Publishers Weekly® Reviews
- Reviewed in: Publishers Weekly, page 47.
- Review Date: 2009-05-11
- Reviewer: Staff
Dunn's travails will be instantly recognizable to readers in their late 30s and 40s—a generation that's shifted the family bickering about what to serve at holiday dinners to conference calls and e-mails. Her parents are a bottomless well of comedy, sending her wacky newspaper clippings and grilling her loudly about her inability to go to the bathroom during their vacation. Her circle of friends is equally familiar, like the gay buddy who invites her over for TV-movie parties and can always be counted on to make catty remarks about strangers. Several chapters are filled with transcripts of phone conversations with her best friend, Julie, flitting from topic to topic, comparing the embarrassing songs saved on their iPods and wondering why their parents haven't figured out voice mail isn't like an answering machine (“Hello? Anybody there? Hello, it's Dad”). Dunn's tone is genial, only turning serious briefly near the end when she discusses not having kids—and then inadvertently discovers she's finally pregnant. The seriousness doesn't last long, though, and soon it's back to affectionately mocking her mom's decision to get tattooed—although, as her sisters point out, she's secretly pleased to have something new to write about. (June 23)
It runs in the family
If it weren’t for wacky families, what would writers use for their literary inspiration? That’s a question that will never plague humorist Jancee Dunn, as she amply portrays in her new memoir, Why Is My Mother Getting a Tattoo?
Dunn explores the paradox of the child/parent relationship with amusement and exasperation. This is a quandary familiar to anyone who has tried to drag a parent into the technological 21st century. Of course, as Dunn cheerfully chronicles, these children are then appalled when the parent embraces modern ideas, demonstrated in Dunn’s case when her 60-something mother decides to get a tattoo.

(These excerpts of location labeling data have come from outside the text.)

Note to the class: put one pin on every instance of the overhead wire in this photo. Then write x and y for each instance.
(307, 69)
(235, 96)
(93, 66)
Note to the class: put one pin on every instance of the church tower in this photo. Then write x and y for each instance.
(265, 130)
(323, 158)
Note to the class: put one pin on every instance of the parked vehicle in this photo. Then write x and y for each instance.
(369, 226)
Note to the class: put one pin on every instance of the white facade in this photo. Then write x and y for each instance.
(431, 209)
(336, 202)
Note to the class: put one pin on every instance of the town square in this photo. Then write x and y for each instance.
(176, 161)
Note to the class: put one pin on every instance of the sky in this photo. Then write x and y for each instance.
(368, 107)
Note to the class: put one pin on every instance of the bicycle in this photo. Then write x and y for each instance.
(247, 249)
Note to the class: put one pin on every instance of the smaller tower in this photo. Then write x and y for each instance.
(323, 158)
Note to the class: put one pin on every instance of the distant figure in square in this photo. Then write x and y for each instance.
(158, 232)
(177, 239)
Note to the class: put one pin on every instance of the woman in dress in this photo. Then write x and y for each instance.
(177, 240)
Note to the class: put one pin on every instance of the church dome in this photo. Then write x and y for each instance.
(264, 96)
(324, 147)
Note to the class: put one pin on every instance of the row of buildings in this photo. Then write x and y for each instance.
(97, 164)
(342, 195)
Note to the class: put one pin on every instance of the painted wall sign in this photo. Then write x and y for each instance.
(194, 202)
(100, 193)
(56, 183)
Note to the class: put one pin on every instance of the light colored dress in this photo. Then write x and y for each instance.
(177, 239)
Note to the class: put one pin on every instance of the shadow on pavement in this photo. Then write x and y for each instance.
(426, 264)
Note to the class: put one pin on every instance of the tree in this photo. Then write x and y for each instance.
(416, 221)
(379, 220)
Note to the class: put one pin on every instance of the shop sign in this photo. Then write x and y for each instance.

Most of Dunn’s vignettes are funny (occasionally hilarious), but she does tread solemn ground when she writes of her decision not to have children. An otherwise pleasant woman becomes incensed when Dunn confesses she and her husband enjoy their childless existence: “‘Don’t you think it’s selfish not to have children?’ This dishearteningly familiar argument never failed to amaze me. Why on earth was refraining from adding a child to a world with an exploding population and diminishing ozone layer selfish?”
Dunn’s humor confirms that if you can’t change things, it’s much better to laugh about them, especially if you can do so with others.